Limitation and Future Direction of EGFR Exon-20 Inhibitors

Resistance and disease progression in patients treated with mobocertinib has been documented in the presence of C797S mutations (EGFR L858R/C797S and T790M/C797S) as well as triple mutants (L858R + T790M + C797S). The proposed mechanism for resistance is a mutation at the EGFR C797S binding site that results in loss of interaction between acrylamide group on mobocertinib at binding site.5,6,31

Conclusions

Mobocertinib is an oral TKI that targets EGFR exon 20 insertion mutations in NSCLC and has demonstrated promising results in phase 1 and 2 clinical trials evaluating patients previously treated with systemic therapy for locally advanced or metastatic disease (Figure 1). The efficacy of mobocertinib in EGFRex20ins positive NSCLC results from the C5-carboxylate isopropyl ester moiety on its middle pyrimidine ring which interacts with the C790 gatekeeper residue in the ATP binding pocket of mutant EGFR.
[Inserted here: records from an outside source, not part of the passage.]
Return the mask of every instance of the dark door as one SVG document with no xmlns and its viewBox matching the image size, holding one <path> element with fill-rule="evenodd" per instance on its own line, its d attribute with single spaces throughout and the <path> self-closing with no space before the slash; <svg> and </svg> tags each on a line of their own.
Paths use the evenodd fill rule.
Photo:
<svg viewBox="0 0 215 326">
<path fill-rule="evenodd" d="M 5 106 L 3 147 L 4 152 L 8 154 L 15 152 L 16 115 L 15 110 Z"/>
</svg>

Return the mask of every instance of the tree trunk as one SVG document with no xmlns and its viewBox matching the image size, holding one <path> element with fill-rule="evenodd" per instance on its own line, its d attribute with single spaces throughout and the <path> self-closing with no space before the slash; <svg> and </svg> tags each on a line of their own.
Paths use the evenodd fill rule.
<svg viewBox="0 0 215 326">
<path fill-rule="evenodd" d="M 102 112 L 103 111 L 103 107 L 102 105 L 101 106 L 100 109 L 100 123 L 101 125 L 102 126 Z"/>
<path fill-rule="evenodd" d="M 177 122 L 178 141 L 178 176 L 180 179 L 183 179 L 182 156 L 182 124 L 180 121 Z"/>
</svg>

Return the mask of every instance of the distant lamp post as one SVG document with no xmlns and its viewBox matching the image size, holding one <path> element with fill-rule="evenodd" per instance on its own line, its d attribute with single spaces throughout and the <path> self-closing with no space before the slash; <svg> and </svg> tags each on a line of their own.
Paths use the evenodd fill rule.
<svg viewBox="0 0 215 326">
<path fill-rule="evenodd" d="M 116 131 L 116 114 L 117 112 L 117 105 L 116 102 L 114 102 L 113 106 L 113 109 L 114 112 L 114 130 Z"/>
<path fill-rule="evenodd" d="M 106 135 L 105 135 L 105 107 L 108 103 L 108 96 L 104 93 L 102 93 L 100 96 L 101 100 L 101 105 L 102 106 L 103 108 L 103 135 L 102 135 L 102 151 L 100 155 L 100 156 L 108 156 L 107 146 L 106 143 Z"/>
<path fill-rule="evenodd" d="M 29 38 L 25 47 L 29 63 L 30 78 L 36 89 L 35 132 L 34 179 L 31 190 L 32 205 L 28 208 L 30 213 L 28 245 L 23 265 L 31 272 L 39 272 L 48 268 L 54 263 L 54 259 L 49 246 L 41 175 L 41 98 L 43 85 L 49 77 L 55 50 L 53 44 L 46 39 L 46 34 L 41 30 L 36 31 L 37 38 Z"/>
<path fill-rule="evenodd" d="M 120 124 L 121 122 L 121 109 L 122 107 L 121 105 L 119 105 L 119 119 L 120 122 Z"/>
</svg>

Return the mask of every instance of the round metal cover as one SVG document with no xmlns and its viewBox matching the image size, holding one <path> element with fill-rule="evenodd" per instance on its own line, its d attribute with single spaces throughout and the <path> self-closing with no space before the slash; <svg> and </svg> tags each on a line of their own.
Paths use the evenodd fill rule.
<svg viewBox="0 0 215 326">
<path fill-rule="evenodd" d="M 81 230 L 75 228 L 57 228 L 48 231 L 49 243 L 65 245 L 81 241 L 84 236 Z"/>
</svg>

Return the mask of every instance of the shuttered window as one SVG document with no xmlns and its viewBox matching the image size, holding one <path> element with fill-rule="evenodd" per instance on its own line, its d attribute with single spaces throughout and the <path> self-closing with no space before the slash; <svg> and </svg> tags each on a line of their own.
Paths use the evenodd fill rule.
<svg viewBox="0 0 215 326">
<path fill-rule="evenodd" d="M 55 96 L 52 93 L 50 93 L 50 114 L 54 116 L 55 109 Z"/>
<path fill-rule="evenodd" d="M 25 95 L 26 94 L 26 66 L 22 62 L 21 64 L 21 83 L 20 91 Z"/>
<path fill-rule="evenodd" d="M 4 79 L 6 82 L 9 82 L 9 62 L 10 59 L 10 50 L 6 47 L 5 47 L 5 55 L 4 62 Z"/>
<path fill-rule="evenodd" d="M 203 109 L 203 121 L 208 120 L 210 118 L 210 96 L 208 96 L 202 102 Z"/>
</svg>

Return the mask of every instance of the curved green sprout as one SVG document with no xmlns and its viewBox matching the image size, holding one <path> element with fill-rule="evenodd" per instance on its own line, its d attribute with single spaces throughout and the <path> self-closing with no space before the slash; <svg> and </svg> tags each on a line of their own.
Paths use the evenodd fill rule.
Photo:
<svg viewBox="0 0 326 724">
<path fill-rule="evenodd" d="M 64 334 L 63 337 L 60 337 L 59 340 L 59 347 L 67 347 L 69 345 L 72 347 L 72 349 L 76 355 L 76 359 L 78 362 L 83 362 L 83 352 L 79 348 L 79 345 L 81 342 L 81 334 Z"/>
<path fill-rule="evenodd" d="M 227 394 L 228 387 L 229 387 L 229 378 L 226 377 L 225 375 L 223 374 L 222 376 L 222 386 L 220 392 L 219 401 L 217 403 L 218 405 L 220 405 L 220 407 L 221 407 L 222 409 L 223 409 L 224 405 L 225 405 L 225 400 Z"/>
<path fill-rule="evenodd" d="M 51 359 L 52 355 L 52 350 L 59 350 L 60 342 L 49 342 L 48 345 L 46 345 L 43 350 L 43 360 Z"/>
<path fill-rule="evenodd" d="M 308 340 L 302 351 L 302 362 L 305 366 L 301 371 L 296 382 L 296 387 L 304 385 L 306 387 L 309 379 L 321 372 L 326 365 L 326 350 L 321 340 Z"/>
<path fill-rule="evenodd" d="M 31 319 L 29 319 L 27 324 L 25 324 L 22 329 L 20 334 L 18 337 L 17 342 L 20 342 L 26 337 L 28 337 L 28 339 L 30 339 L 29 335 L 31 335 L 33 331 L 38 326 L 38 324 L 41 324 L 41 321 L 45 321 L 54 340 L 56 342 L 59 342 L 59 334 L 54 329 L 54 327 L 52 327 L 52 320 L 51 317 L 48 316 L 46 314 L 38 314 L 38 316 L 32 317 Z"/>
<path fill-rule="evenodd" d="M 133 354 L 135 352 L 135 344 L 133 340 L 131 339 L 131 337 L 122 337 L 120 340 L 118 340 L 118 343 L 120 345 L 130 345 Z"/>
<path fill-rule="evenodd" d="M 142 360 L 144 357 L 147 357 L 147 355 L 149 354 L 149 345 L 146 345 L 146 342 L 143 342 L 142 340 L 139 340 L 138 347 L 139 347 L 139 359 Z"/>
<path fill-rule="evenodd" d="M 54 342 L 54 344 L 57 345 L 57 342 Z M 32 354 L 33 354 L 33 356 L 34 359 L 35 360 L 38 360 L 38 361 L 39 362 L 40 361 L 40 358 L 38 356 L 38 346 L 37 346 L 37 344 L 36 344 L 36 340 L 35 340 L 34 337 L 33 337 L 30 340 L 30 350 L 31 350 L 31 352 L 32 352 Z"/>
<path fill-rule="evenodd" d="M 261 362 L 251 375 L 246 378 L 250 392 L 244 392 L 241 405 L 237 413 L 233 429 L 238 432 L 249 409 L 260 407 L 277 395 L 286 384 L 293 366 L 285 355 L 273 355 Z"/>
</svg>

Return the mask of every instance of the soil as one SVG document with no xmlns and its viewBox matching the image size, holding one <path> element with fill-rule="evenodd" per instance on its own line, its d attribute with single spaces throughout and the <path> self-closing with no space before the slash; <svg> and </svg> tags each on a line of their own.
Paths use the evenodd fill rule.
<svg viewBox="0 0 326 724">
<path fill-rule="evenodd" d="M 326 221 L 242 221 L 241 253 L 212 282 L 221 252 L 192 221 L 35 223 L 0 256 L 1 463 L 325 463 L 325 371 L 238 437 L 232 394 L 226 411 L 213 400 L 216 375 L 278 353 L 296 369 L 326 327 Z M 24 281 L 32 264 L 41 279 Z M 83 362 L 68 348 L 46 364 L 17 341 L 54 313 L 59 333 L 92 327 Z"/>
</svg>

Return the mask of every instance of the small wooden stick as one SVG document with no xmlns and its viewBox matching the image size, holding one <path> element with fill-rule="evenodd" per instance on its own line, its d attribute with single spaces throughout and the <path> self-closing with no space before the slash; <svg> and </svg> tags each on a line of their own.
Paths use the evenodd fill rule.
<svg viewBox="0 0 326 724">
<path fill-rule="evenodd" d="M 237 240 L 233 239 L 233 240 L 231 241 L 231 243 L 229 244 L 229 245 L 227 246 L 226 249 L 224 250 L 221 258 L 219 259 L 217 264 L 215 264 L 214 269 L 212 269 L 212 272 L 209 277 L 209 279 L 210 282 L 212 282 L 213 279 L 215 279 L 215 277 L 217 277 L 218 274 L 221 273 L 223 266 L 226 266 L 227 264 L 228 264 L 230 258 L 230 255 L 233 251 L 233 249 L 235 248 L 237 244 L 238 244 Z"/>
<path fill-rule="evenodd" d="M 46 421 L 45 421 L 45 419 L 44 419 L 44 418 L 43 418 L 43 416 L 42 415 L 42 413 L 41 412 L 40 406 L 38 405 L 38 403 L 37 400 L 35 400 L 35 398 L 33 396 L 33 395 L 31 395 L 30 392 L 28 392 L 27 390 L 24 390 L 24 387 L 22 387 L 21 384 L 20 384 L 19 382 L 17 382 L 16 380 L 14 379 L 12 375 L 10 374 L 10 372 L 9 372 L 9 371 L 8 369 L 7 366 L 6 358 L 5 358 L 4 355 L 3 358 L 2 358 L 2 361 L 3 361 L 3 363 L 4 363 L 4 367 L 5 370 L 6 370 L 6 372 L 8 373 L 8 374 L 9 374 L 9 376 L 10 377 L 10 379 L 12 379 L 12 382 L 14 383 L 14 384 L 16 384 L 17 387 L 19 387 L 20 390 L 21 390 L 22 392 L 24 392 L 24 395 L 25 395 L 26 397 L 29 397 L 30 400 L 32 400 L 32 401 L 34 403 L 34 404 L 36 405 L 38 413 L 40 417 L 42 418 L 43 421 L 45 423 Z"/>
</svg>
Figure 1 Infographics depicting the key features of mobocertinib.

Alternatively, the intravenous bispecific human anti-MET proto-oncogene IgG antibody amivantamab also targets EGFRex20ins mutant NSCLC. Although a head-to-head study comparing mobocertinib to amivantamab does not yet exist and is unlikely to be performed, these two agents have similar efficacy, but different pharmacokinetics and side effect profiles.

Finally, a Phase III clinical trial, EXCLAIM-2, is currently underway evaluating the use of mobocertinib in the treatment of patients with EGFRex20ins mutated NSCLC who have not received any prior therapy.

Disclosure

Abram Arnold – None

Apar Kishor Ganti – Consultant: Genentech, AstraZeneca, G1 Therapeutics, Jazz Pharmaceuticals, Flagship Biosciences, Sanofi-Genzyme, Regeneron; Research Support: Takeda; DSMC: Y-mAbs Therapeutics; Personal fees: Blueprint Medicines, Cardinal Health, Beigene Ltd, Mirati.